For the fainthearted . . .

Sermon thoughts for Transfiguration Sunday, 3rd March 2019

“Master, it is good for us to be here.” Luke 9:33

The Church of England is visibly dying. A learned friend recently compared it to the final days of the Soviet Union, the bishops being like the Politburo gathered at Lenin’s mausoleum, unable to stop the crumbling of their empire. The death of the old ways may open the way for the emergence of a church that is recognizably Christian, instead of the moribund institution the Church of England has become.

A perusal of advertisements for clergy for parishes would reveal that churches have confused busyness with holiness. To have a list of activities, all of them well-attended; to have a multiplicity of buildings; to have the best equipment and the best technology; to have numerous members of a ministry team; these things have been seen as signs of being faithful, but where in the Gospel are such signs to be found?

Does the Gospel ask for churches where each tried to outbid its neighbour with what they have to offer? Does the Gospel ask for noise instead of silence? Does the Gospel ask for frenetic activity instead of stillness? Does the Gospel ask for boasting instead of humility?

From the late Nineteenth Century, busyness became the purpose of the church. Churches tried to provide a complete culture in which their people would live. Churches provided a community. They provided education. They provided social and sports activities (Manchester City Football Club began as the team of Saint Mark’s Church, West Gorton). Churches provided welfare and health facilities. People, well, some, at least, played their part by going to church.

But as people became wealthier, they made their own choices, and they became much more secular.

People could find their own sense of community without belonging to a church. They would use church schools where these fitted in with their approach to life, but they would shop around for the best ones. If they wanted sports or social activities they would go to the best available, not to what the church had to offer. After the Second world war, when people needed welfare and health care, there was a range of state services. The whole structure to which churches had devoted so much time and resources began to fall apart.

What response can the church make?  The only response to a society that no longer needs the church for material things is for the church to do the things it was meant to do. The church’s task was to share the story of Jesus, to seek holiness and not busyness.

Perhaps the church lost confidence in the story, it no longer believed in the way it had believed in the past. It sought to hold on to its members by doing all sorts of things that weren’t its concern because it thought that people were no longer interested in the story of Jesus. Its efforts to hold on were in vain because as soon as people found a better option than what it was offering, they disappeared.

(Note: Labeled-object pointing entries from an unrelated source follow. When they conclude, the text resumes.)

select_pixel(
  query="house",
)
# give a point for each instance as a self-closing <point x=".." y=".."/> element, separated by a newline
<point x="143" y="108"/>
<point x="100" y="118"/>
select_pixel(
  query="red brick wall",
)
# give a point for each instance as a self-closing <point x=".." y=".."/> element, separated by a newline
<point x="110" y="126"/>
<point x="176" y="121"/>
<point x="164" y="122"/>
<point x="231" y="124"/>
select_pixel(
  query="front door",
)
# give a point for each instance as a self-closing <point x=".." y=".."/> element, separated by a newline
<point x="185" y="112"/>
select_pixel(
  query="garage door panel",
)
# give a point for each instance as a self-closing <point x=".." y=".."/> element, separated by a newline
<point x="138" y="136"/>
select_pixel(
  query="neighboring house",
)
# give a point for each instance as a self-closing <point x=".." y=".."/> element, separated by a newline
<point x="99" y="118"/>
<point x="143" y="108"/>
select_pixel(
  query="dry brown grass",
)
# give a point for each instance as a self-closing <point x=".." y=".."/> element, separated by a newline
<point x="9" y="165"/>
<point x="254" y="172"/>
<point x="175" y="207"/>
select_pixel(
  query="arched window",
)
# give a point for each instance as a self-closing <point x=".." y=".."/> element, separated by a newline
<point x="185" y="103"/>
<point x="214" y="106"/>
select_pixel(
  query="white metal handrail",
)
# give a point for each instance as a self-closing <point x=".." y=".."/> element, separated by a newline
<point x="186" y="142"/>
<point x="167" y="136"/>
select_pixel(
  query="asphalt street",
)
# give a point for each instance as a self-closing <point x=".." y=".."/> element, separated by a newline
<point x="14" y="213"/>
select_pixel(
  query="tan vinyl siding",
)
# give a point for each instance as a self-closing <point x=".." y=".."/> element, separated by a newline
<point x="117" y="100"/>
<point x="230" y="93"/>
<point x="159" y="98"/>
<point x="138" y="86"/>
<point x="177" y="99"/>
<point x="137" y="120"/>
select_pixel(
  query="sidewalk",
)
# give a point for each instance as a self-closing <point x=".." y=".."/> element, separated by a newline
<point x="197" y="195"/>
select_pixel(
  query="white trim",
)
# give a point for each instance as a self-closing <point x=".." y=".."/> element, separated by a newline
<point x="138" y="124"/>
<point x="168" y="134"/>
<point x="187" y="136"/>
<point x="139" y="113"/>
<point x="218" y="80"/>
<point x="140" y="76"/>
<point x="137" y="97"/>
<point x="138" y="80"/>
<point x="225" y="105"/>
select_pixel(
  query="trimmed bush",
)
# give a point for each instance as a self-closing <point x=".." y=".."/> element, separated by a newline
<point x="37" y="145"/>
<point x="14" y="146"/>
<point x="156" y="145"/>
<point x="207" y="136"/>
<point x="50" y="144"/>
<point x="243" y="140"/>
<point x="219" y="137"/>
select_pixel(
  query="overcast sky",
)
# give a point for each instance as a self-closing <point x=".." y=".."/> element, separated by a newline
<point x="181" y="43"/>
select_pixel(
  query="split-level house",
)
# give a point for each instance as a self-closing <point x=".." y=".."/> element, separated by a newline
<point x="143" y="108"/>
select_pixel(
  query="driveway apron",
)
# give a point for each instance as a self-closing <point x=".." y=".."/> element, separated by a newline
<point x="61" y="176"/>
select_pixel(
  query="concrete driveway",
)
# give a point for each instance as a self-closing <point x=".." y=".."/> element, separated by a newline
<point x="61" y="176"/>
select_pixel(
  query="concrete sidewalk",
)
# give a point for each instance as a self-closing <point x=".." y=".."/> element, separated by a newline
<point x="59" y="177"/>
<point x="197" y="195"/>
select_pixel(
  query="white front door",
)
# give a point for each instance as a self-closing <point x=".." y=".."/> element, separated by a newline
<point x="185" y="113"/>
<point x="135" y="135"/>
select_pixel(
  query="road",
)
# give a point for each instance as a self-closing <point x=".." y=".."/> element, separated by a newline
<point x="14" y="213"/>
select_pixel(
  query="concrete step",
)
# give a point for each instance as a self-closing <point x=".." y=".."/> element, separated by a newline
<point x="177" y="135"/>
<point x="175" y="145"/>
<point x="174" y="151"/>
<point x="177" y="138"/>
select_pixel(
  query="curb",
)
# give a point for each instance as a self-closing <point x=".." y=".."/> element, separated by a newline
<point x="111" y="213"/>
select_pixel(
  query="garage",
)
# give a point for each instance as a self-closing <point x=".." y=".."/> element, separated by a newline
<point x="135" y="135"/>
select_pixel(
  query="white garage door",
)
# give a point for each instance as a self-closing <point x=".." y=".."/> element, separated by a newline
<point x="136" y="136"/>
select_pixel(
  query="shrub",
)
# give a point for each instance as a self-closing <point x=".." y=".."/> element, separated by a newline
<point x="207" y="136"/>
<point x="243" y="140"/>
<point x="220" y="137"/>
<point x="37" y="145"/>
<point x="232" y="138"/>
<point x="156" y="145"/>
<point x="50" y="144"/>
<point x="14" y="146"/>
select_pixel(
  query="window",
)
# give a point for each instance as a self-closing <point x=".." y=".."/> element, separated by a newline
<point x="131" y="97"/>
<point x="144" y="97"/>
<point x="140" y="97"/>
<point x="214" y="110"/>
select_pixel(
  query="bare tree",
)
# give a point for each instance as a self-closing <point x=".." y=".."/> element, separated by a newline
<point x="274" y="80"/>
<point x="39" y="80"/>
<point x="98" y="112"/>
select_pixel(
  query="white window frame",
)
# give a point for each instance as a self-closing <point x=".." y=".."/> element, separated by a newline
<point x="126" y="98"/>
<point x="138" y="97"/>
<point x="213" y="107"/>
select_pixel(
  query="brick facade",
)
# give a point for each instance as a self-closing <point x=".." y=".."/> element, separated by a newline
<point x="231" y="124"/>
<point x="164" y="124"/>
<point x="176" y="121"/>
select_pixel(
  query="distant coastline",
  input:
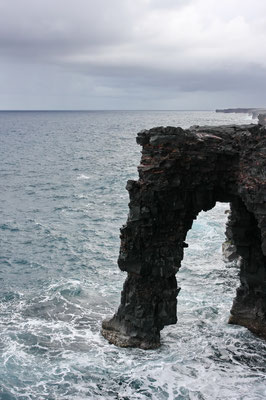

The problem lay not in the story of Jesus, but in the church’s way of telling the story. The church has presented people with a dry and formal religion instead of a sense of the holy, a sense of mystery, a sense of wonder.

The Scripture readings present us with this mystery in unmistakable terms. Moses meets with the Most High at Mount Sinai, one who is shrouded in mist and whose presence is terrifying. One whose presence appears to people as being a consuming fire.

Paul realises how this sense of the most high can transform people. He writes in his second letter to the church at Corinth, “we, who with unveiled faces all reflect the Lord’s glory, are being transformed into his likeness with ever-increasing glory, which comes from the Lord, who is the Spirit.” This transforming power sends people out to change the world, Paul says “by setting forth the truth plainly we commend ourselves to every man’s conscience in the sight of God.”

The present times are not new times. The Church of England has been here before. At the beginning of the 18th century the Church was dry and formal and dying and there emerged the Methodist movement with its emphasis on personal faith and lively worship. At the beginning of the 19th century the Church had again sunk into a trough and there emerged the Oxford Movement with its concern for holiness and beauty in worship and a sense of the greatness of God.

The Church does need need anymore strategies or slogans or mission statements, it does not need bishops or archdeacons, or all the other functionaries. What it does need is to recover what has always been there, the story of Jesus in all its fullness. The story of the Most High breaking into the  world and being with people. All the Church has to offer is this story. If it has not the confidence to tell it, then it has nothing, and it is poor indeed.

“Master, it is good for us to be here,” says Peter. To be filled with a sense of that mystery is to be filled with the courage to go out to face the world, to face a hostile world, with the story of Jesus.